Over the centuries, Manchester has had several world firsts including the country’s first ever working canal in 1761 and the world’s first ever railway line in 1830. The northern city is hailed as being the world's first industrialised city at the heart of the industrial revolution.
This goes someway towards to explaining where Manchester's water comes from and the extraordinary Victorian engineering that is still in place today. In the early 19th century, the exponential growth of its cotton industry put the city at the centre of global manufacturing and trade which placed an increasing demand on water supplies.
The glacial valley of Thirlmere in the Lake District was identified as one of the purest sources of water in the UK. Following an act of Parliament, a 96 mile aqueduct was built to re-direct the water flowing from St Johns Beck to Keswick and further south to Manchester.
Read more: The Thirlmere Aqueduct from the Lake District to Manchester
Section of hills were spectacularly hewn to carry 55,000,000 imperial gallons down its amazing cave like tunnels . An excellent feat of Victorian engineering, it is the longest aqueduct in the country that uses just gravity and no pumps.
Now managed by United Utilities, the route still provides water to not only Manchester but smaller places en route and is supplemented by Haweswater among other smaller reservoirs.

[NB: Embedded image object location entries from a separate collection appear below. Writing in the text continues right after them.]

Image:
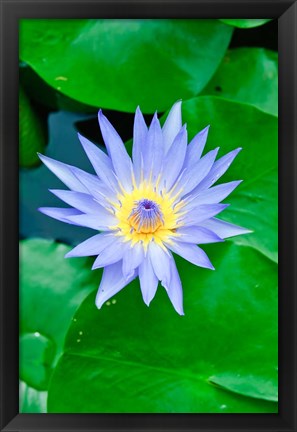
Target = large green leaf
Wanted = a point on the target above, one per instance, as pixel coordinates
(51, 289)
(254, 203)
(120, 64)
(245, 23)
(32, 132)
(31, 400)
(130, 358)
(248, 75)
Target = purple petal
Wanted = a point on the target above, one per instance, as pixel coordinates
(95, 187)
(197, 235)
(139, 142)
(154, 152)
(174, 290)
(172, 125)
(102, 221)
(202, 212)
(194, 174)
(174, 159)
(63, 172)
(224, 229)
(132, 258)
(61, 214)
(148, 281)
(213, 195)
(161, 263)
(113, 253)
(92, 246)
(193, 254)
(111, 283)
(81, 201)
(100, 161)
(219, 168)
(117, 151)
(195, 148)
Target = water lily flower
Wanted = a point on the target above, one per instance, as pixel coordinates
(160, 201)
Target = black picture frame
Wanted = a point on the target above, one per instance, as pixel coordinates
(286, 13)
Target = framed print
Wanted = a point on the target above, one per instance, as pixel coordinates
(148, 215)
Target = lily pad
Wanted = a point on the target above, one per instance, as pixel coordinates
(119, 64)
(51, 289)
(129, 358)
(245, 23)
(31, 400)
(254, 203)
(32, 132)
(248, 75)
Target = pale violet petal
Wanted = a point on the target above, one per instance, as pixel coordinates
(224, 229)
(174, 159)
(172, 125)
(61, 214)
(95, 187)
(111, 283)
(160, 260)
(132, 259)
(174, 290)
(213, 195)
(154, 151)
(102, 221)
(192, 253)
(194, 174)
(92, 246)
(218, 169)
(81, 201)
(100, 161)
(148, 281)
(197, 235)
(139, 142)
(201, 213)
(63, 172)
(113, 253)
(195, 148)
(117, 151)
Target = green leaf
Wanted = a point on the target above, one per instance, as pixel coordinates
(37, 354)
(32, 132)
(119, 64)
(128, 358)
(253, 204)
(51, 289)
(31, 400)
(248, 75)
(245, 23)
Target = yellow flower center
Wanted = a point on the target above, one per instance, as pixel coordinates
(145, 214)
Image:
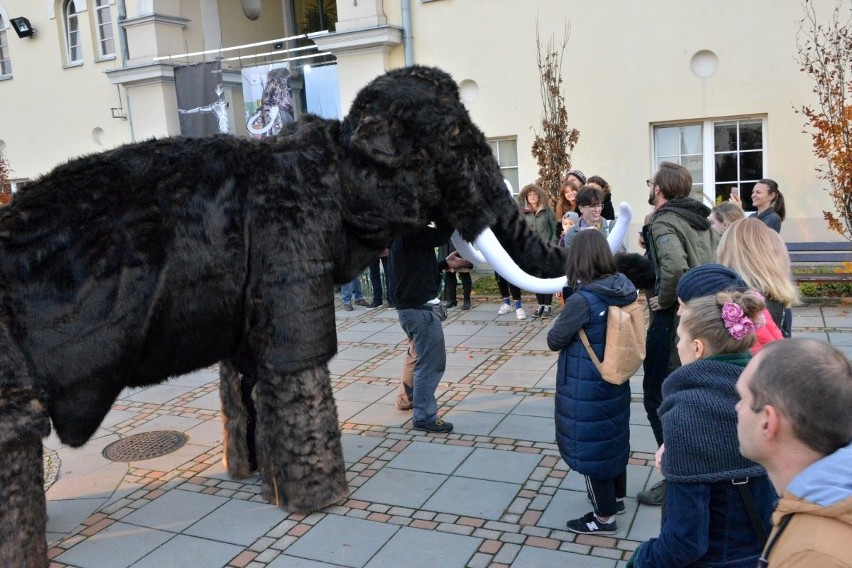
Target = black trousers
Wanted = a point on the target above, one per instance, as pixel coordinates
(544, 299)
(376, 279)
(660, 359)
(605, 492)
(450, 282)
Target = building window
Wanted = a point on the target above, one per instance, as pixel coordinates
(103, 23)
(506, 152)
(5, 61)
(314, 15)
(72, 33)
(720, 154)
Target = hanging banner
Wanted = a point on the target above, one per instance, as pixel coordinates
(202, 106)
(268, 97)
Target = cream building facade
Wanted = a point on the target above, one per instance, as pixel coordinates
(711, 85)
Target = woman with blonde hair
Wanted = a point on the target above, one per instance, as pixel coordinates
(724, 214)
(758, 254)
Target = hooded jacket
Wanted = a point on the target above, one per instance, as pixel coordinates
(678, 237)
(592, 415)
(819, 532)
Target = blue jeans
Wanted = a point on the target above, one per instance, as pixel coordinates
(352, 288)
(424, 328)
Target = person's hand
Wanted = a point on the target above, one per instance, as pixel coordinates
(456, 261)
(658, 458)
(735, 196)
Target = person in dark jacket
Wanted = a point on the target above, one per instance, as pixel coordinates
(592, 415)
(415, 281)
(678, 236)
(718, 503)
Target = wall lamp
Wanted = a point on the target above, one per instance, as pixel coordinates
(22, 27)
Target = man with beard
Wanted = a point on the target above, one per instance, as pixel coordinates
(678, 237)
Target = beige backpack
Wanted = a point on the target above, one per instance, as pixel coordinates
(625, 343)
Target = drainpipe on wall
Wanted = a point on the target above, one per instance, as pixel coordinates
(122, 33)
(406, 32)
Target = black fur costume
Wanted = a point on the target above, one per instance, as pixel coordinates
(157, 258)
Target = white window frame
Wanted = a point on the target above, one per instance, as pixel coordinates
(510, 172)
(704, 189)
(5, 57)
(71, 20)
(104, 30)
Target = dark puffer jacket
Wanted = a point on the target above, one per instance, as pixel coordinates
(592, 416)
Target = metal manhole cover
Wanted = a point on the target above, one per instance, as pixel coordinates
(145, 446)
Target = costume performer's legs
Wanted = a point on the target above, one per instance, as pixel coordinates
(23, 423)
(298, 440)
(240, 421)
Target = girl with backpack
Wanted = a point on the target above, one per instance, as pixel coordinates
(592, 416)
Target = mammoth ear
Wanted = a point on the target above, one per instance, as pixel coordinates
(374, 138)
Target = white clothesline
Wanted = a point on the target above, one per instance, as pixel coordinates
(246, 46)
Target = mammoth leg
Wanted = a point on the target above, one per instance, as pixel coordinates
(23, 423)
(239, 421)
(298, 440)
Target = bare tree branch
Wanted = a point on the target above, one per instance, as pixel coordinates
(825, 55)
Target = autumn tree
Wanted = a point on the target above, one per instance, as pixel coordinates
(825, 55)
(553, 145)
(5, 186)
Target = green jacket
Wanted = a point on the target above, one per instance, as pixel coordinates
(678, 237)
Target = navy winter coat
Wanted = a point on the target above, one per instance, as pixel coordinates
(592, 416)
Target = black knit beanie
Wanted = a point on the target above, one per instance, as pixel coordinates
(708, 279)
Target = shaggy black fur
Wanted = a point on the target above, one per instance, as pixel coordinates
(161, 257)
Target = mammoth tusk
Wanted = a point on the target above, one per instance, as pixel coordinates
(466, 249)
(500, 261)
(273, 114)
(622, 224)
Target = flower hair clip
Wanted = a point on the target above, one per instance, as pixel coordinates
(737, 323)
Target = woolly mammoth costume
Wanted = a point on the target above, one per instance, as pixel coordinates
(157, 258)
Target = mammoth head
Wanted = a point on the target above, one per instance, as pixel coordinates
(410, 124)
(414, 143)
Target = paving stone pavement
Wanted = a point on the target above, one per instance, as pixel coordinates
(494, 493)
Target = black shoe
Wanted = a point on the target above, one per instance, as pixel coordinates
(620, 509)
(590, 524)
(437, 426)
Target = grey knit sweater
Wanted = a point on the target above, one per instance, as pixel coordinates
(700, 422)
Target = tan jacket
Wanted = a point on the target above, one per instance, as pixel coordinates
(819, 535)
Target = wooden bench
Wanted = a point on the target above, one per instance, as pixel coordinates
(821, 255)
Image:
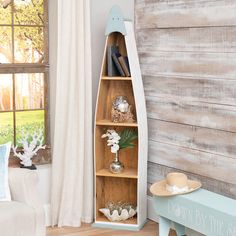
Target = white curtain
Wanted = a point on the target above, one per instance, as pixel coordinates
(72, 165)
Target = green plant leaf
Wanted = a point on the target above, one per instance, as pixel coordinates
(127, 136)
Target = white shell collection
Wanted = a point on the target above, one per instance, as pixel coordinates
(115, 216)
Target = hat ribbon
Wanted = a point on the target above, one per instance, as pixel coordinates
(175, 189)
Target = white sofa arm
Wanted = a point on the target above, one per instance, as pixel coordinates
(23, 187)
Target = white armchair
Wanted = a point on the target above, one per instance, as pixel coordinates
(24, 215)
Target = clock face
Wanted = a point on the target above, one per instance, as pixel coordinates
(121, 104)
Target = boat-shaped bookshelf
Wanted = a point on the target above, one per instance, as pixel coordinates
(130, 185)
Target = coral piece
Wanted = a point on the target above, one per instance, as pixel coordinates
(29, 148)
(119, 117)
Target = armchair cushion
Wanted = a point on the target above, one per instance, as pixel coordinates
(4, 186)
(24, 215)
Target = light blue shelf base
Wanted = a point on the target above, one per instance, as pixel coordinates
(118, 226)
(115, 22)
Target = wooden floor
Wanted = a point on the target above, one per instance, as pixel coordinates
(150, 229)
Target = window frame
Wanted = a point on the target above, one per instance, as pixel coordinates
(44, 156)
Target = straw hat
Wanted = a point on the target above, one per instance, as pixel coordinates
(174, 184)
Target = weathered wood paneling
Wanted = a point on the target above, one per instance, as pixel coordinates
(204, 65)
(221, 91)
(157, 172)
(206, 39)
(194, 161)
(187, 52)
(171, 14)
(209, 115)
(202, 139)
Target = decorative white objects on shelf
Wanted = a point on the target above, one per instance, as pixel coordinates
(30, 148)
(115, 216)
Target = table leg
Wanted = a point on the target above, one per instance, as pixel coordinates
(180, 229)
(164, 226)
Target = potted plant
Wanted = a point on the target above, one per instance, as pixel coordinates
(118, 141)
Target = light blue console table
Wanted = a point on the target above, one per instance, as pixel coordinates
(203, 211)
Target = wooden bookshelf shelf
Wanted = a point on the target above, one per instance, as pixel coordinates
(130, 185)
(132, 221)
(110, 123)
(117, 78)
(127, 173)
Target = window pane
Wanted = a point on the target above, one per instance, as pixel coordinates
(5, 44)
(28, 12)
(5, 12)
(29, 122)
(6, 127)
(29, 44)
(6, 92)
(29, 91)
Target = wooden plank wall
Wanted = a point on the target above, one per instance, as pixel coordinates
(187, 52)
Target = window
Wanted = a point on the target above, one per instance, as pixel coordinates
(24, 71)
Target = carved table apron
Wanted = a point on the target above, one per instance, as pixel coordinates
(203, 211)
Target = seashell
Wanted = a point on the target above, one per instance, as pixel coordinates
(125, 214)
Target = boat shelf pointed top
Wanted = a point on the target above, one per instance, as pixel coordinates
(115, 22)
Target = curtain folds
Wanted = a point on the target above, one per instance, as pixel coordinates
(72, 165)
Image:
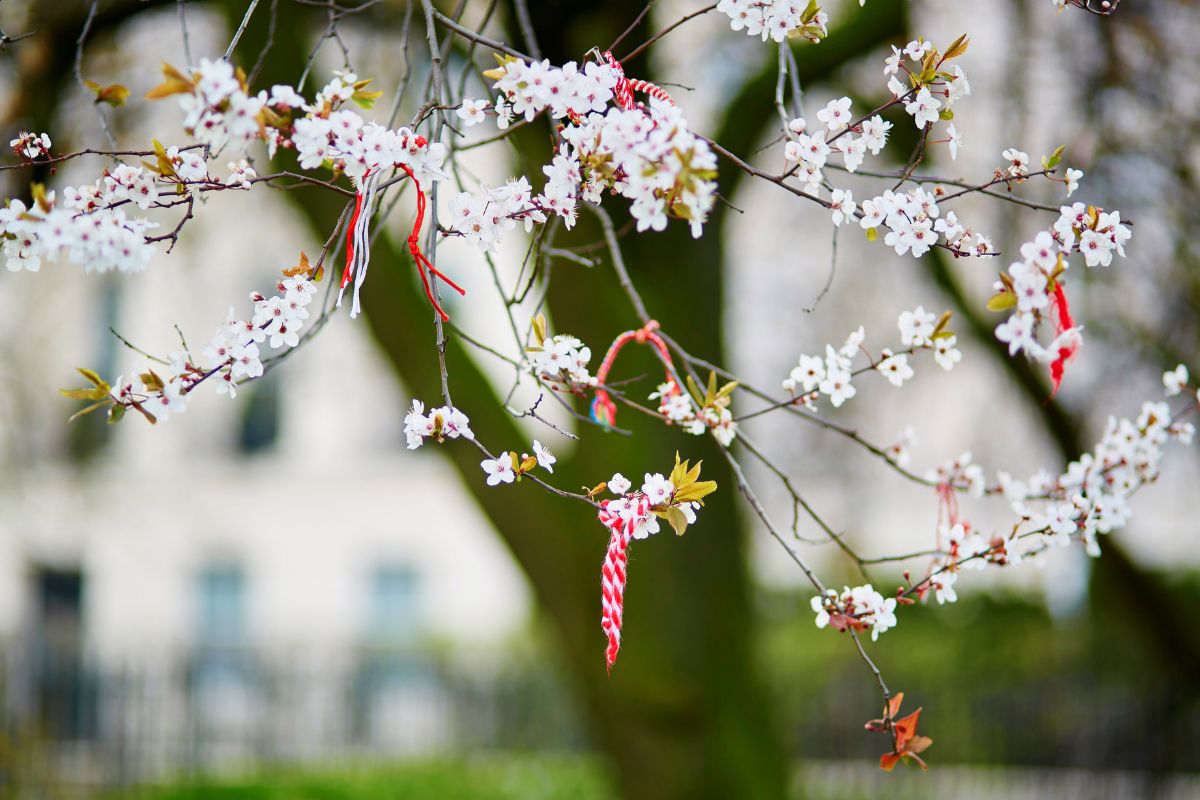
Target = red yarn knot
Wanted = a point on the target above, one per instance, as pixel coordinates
(604, 410)
(424, 265)
(1068, 347)
(623, 92)
(622, 516)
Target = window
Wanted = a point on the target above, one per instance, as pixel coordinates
(222, 606)
(395, 603)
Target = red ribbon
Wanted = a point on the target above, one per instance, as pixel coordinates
(624, 90)
(1063, 322)
(604, 410)
(424, 265)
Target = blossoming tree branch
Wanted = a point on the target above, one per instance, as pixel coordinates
(615, 139)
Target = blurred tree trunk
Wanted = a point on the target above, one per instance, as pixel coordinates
(684, 713)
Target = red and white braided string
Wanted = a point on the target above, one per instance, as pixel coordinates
(623, 92)
(622, 522)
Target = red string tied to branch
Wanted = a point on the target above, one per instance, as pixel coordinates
(623, 92)
(1067, 343)
(358, 240)
(622, 517)
(604, 409)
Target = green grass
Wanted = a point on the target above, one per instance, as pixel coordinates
(477, 777)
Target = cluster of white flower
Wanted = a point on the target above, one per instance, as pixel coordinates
(472, 112)
(829, 376)
(1089, 499)
(811, 151)
(960, 474)
(1032, 286)
(358, 148)
(219, 109)
(83, 224)
(648, 156)
(531, 88)
(859, 609)
(645, 154)
(913, 224)
(562, 359)
(31, 145)
(232, 355)
(441, 423)
(777, 19)
(483, 216)
(658, 489)
(833, 374)
(508, 467)
(714, 416)
(951, 84)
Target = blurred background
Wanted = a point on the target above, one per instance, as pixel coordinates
(271, 597)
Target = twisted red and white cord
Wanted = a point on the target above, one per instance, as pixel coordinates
(603, 409)
(623, 92)
(622, 521)
(1066, 349)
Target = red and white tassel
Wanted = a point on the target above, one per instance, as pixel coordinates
(623, 92)
(1067, 343)
(658, 92)
(358, 239)
(622, 522)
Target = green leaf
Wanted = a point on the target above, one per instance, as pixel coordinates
(1002, 301)
(1055, 158)
(88, 409)
(90, 374)
(695, 491)
(957, 48)
(539, 329)
(677, 519)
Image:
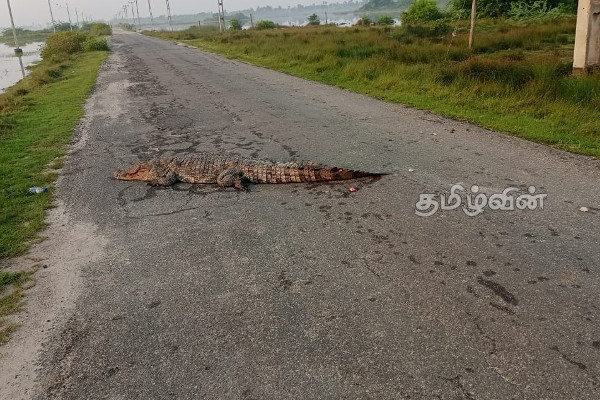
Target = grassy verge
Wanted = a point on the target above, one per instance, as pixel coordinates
(37, 117)
(516, 79)
(11, 292)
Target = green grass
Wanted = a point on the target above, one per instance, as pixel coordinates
(37, 118)
(516, 79)
(11, 293)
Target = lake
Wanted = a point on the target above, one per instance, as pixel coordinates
(10, 69)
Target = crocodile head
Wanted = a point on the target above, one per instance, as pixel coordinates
(139, 172)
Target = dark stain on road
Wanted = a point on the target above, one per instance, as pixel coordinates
(499, 290)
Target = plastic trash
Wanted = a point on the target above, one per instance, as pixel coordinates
(36, 190)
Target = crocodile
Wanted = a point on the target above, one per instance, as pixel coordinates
(231, 171)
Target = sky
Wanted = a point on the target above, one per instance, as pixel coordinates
(37, 12)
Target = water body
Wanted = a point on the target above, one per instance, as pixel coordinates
(10, 69)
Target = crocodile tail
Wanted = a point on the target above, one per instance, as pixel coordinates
(311, 173)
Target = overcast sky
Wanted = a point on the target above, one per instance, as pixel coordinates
(30, 12)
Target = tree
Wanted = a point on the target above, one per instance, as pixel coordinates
(421, 11)
(314, 20)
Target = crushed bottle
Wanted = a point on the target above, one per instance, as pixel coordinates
(36, 190)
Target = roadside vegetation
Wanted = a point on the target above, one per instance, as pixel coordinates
(37, 118)
(516, 78)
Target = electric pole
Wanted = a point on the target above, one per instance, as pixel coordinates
(472, 31)
(151, 17)
(52, 17)
(69, 14)
(221, 17)
(18, 51)
(169, 15)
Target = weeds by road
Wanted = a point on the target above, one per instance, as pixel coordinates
(37, 118)
(517, 78)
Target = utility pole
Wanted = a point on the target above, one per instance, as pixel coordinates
(472, 31)
(169, 15)
(151, 17)
(586, 54)
(138, 11)
(221, 17)
(132, 13)
(69, 14)
(18, 51)
(52, 17)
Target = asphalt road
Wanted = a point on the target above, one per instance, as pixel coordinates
(311, 291)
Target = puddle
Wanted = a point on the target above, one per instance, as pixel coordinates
(10, 69)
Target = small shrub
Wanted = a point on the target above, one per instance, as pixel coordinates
(421, 11)
(62, 44)
(364, 21)
(95, 44)
(385, 20)
(314, 20)
(266, 25)
(100, 29)
(234, 24)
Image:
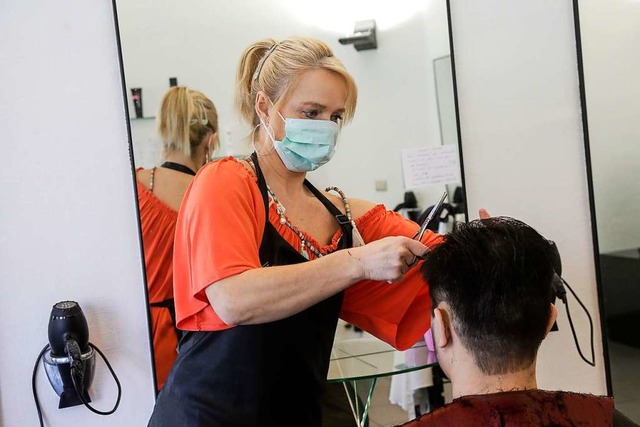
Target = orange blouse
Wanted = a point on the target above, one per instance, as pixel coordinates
(158, 223)
(218, 235)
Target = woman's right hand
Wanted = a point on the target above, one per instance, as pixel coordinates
(387, 259)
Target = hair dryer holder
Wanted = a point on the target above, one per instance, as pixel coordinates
(58, 370)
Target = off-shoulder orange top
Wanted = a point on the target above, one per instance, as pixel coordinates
(218, 235)
(158, 224)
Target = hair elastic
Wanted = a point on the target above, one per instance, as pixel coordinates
(203, 120)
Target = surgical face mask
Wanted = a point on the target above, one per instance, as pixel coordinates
(307, 144)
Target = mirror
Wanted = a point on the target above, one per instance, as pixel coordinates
(405, 85)
(609, 36)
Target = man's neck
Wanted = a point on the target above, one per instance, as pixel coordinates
(475, 382)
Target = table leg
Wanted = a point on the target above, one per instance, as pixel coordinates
(354, 402)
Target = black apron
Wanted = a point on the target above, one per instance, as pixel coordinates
(271, 374)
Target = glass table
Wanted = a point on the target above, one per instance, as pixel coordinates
(368, 358)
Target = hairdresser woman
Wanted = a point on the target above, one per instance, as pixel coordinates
(265, 263)
(188, 126)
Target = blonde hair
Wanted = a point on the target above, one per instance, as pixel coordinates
(275, 68)
(186, 117)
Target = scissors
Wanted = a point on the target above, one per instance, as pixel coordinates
(418, 235)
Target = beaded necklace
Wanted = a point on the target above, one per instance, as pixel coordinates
(304, 243)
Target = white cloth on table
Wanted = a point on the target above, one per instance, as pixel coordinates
(404, 385)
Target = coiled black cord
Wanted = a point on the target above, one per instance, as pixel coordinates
(77, 377)
(563, 298)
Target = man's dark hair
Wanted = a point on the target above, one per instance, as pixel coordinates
(496, 276)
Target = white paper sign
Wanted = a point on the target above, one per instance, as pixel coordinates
(430, 165)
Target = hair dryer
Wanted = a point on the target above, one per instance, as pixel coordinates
(70, 361)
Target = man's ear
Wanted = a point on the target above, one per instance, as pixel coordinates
(440, 328)
(262, 106)
(553, 314)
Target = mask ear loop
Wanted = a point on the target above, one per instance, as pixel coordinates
(253, 141)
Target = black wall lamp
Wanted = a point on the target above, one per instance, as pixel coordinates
(363, 37)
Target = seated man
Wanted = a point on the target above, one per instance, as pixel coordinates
(491, 291)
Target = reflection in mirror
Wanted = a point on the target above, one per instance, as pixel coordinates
(610, 34)
(402, 104)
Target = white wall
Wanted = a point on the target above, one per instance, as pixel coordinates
(200, 43)
(68, 226)
(610, 40)
(524, 153)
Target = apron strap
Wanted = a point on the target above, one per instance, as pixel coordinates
(343, 221)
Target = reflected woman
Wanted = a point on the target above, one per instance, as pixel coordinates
(265, 263)
(188, 126)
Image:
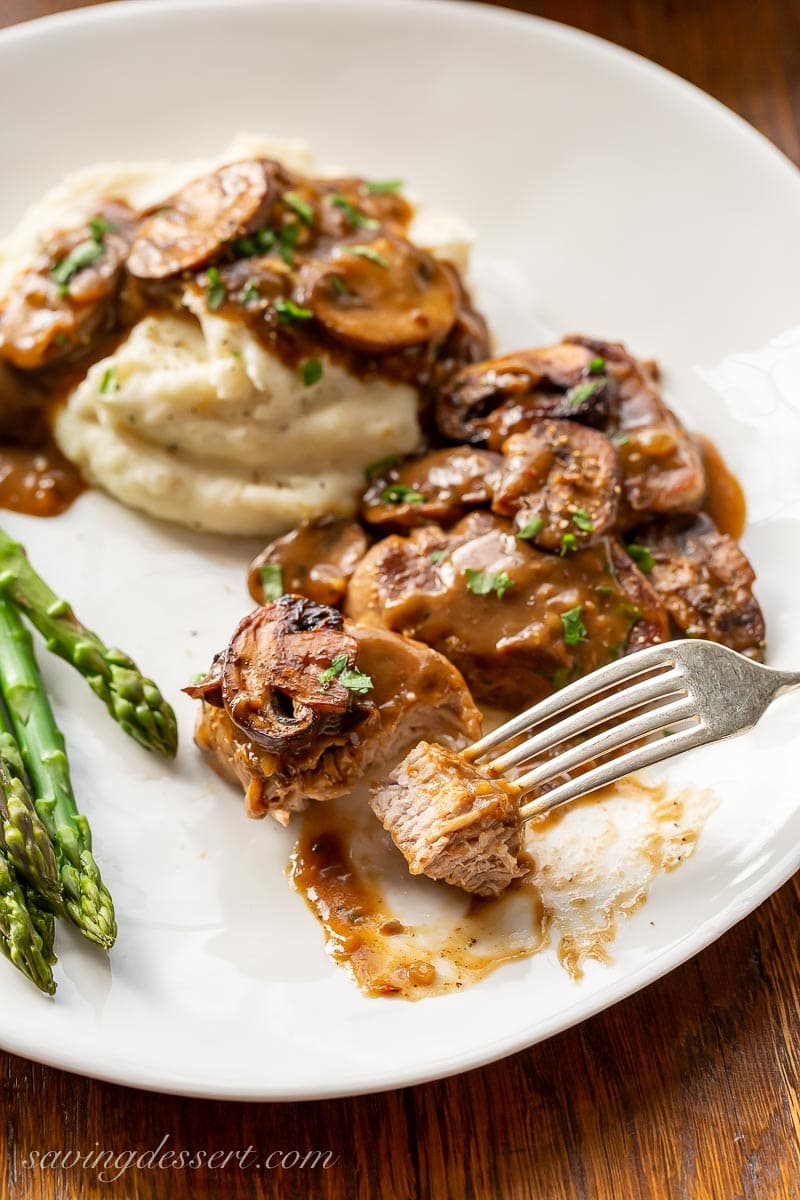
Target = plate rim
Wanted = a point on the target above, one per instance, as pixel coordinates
(113, 1068)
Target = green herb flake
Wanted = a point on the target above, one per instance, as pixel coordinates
(582, 521)
(250, 293)
(304, 210)
(358, 219)
(84, 255)
(108, 383)
(642, 557)
(530, 528)
(312, 372)
(349, 677)
(480, 583)
(573, 628)
(368, 253)
(398, 493)
(271, 577)
(287, 240)
(584, 391)
(384, 186)
(216, 292)
(289, 311)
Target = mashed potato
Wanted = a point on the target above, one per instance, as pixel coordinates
(204, 425)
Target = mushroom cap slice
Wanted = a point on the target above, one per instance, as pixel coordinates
(193, 226)
(380, 297)
(560, 480)
(316, 559)
(272, 675)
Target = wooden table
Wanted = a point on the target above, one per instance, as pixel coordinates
(687, 1090)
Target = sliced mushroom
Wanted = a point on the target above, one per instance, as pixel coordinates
(194, 225)
(705, 582)
(564, 381)
(440, 486)
(47, 318)
(275, 683)
(316, 559)
(380, 297)
(560, 481)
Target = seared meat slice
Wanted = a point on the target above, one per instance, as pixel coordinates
(560, 480)
(662, 467)
(554, 381)
(382, 297)
(314, 561)
(196, 225)
(64, 299)
(440, 486)
(452, 821)
(516, 622)
(414, 691)
(705, 583)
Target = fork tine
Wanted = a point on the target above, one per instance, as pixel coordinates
(582, 689)
(609, 772)
(609, 739)
(660, 687)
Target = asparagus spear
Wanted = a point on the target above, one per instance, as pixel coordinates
(85, 899)
(132, 700)
(19, 937)
(23, 837)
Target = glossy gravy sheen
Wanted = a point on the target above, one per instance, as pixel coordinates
(397, 935)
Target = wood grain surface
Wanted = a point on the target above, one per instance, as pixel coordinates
(687, 1091)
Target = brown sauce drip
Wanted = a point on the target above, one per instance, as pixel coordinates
(725, 499)
(402, 935)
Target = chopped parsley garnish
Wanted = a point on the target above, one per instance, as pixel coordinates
(100, 227)
(480, 583)
(573, 628)
(584, 391)
(287, 240)
(312, 372)
(370, 253)
(382, 186)
(376, 468)
(108, 383)
(250, 292)
(582, 520)
(530, 528)
(304, 210)
(358, 219)
(349, 677)
(216, 293)
(398, 493)
(641, 556)
(289, 311)
(271, 577)
(259, 243)
(84, 255)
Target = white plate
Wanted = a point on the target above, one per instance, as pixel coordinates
(623, 202)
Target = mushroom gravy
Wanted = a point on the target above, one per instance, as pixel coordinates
(593, 862)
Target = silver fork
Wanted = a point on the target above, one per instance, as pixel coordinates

Today, 220 million litres of clean drinking water make a 36-hour journey to Manchester making up 11% of the North West's supply.
Sunken villages
A controversial scheme, a village in the valley of Mardale was actually sacrificed to supply Manchester with water in the 1930s. Now known as Haweswater reservoir, the picturesque villages of Measand and Mardale Green were flooded to create a 56 mile underground aqueduct.
Hundreds of people were forced to leave their homes including the 97 bodies that were buried in a graveyard. Most buildings were blown up by Royal engineers for demolition practice and a church was dismantled stone by stone and used to build the water take-off tower on the western shore.
Haweswater is now one of the largest lakes in England at four miles long and half a mile wide. It also has a maximum depth of almost 200 feet. Its aqueduct is 90km long and hundreds of feet deep in places allowing 570 million litres of water to flow to Manchester.
In September of last year, water levels dropped unusually low at the reservoir enough to see the eerie remnants of Mardale Green. Incredible images show the rough outline of streets and the humpback bridge that were once part of the lost village.
At the time, United Utilities blamed a lack of rainfall and an influx of staycationers to the Lake District for the water levels being at 40% rather than the usual 70%.